CF 1530D - Secret Santa

We are asked to construct a permutation-like assignment for a group of people. Each person must give a gift to exactly one other person, and no one is allowed to give a gift to themselves.

codeforcescompetitive-programmingconstructive-algorithmsflowsgraphsgreedymath

CF 1530D - Secret Santa

Rating: 1600
Tags: constructive algorithms, flows, graphs, greedy, math
Solve time: 2m 38s
Verified: no

Solution

Problem Understanding

We are asked to construct a permutation-like assignment for a group of people. Each person must give a gift to exactly one other person, and no one is allowed to give a gift to themselves. This already means we are building a permutation of size n with the restriction that no position maps to itself.

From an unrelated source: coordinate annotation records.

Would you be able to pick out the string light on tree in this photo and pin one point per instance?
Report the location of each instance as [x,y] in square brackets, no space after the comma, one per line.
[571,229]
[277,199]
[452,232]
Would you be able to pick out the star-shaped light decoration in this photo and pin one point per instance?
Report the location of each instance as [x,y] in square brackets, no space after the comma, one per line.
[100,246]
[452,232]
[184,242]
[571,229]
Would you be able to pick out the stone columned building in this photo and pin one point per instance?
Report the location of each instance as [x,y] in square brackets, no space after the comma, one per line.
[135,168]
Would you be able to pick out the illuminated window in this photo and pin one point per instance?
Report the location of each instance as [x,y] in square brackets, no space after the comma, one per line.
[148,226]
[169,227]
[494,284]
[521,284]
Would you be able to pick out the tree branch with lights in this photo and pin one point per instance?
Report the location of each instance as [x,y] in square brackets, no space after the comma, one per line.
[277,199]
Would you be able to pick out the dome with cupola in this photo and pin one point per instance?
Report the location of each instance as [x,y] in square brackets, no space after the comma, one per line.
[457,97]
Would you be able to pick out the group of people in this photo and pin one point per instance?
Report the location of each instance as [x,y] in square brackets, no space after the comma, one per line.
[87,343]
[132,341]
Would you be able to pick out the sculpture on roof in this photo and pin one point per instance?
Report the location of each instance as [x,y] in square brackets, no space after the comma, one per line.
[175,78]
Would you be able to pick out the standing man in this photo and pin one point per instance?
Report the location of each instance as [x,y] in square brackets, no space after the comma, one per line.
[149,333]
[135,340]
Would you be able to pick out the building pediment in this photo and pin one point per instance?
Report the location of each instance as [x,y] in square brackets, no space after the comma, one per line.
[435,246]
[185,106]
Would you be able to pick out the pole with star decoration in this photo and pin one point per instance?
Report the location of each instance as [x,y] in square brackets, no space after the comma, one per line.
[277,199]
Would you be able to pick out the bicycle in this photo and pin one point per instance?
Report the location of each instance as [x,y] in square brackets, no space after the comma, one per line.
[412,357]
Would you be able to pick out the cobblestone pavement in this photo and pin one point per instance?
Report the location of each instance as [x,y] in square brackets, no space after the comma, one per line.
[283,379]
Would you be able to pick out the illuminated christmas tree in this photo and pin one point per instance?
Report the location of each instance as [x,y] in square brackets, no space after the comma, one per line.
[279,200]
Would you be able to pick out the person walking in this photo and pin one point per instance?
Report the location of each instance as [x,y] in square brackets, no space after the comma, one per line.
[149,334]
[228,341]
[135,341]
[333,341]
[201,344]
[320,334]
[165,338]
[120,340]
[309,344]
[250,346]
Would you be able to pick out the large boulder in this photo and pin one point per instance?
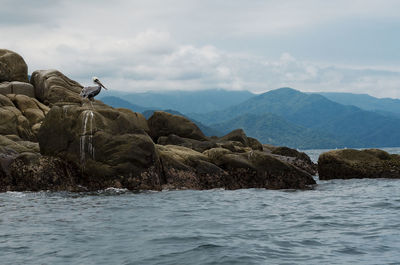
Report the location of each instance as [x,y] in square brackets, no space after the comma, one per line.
[33,172]
[51,87]
[12,67]
[110,146]
[258,169]
[222,168]
[16,87]
[350,163]
[163,124]
[21,115]
[199,146]
[294,157]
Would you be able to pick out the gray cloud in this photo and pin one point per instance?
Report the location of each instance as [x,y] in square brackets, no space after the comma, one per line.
[150,45]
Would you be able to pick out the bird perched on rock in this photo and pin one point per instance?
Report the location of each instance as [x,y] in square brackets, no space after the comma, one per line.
[91,91]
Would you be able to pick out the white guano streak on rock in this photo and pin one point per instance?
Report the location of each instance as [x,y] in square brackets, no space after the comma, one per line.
[86,140]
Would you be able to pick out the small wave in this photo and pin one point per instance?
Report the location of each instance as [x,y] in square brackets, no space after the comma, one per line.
[17,194]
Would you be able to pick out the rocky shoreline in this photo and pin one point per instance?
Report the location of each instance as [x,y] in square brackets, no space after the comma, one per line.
[52,139]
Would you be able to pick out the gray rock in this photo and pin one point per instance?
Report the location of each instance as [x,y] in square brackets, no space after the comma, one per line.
[12,67]
[16,87]
[51,87]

In addition, each person has a preferred recipient. If person i gives a gift to a_i, that wish is considered satisfied. The goal is to build any valid derangement-like permutation that maximizes how many positions match their preferred target.

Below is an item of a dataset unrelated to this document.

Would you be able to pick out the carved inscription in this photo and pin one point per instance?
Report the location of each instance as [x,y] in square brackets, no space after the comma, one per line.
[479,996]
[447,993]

So the task is not just constructing any valid permutation, but one that aligns with the given array a as much as possible while still ensuring every value is used exactly once and no fixed points exist.

The constraint n ≤ 2⋅10^5 over all test cases immediately forces a linear or near-linear solution. Any approach that considers many permutations, tries matching subsets exhaustively, or performs repeated matching with backtracking will fail because even O(n log n) per test case can be borderline if implemented with heavy constants, while O(n^2) is completely impossible.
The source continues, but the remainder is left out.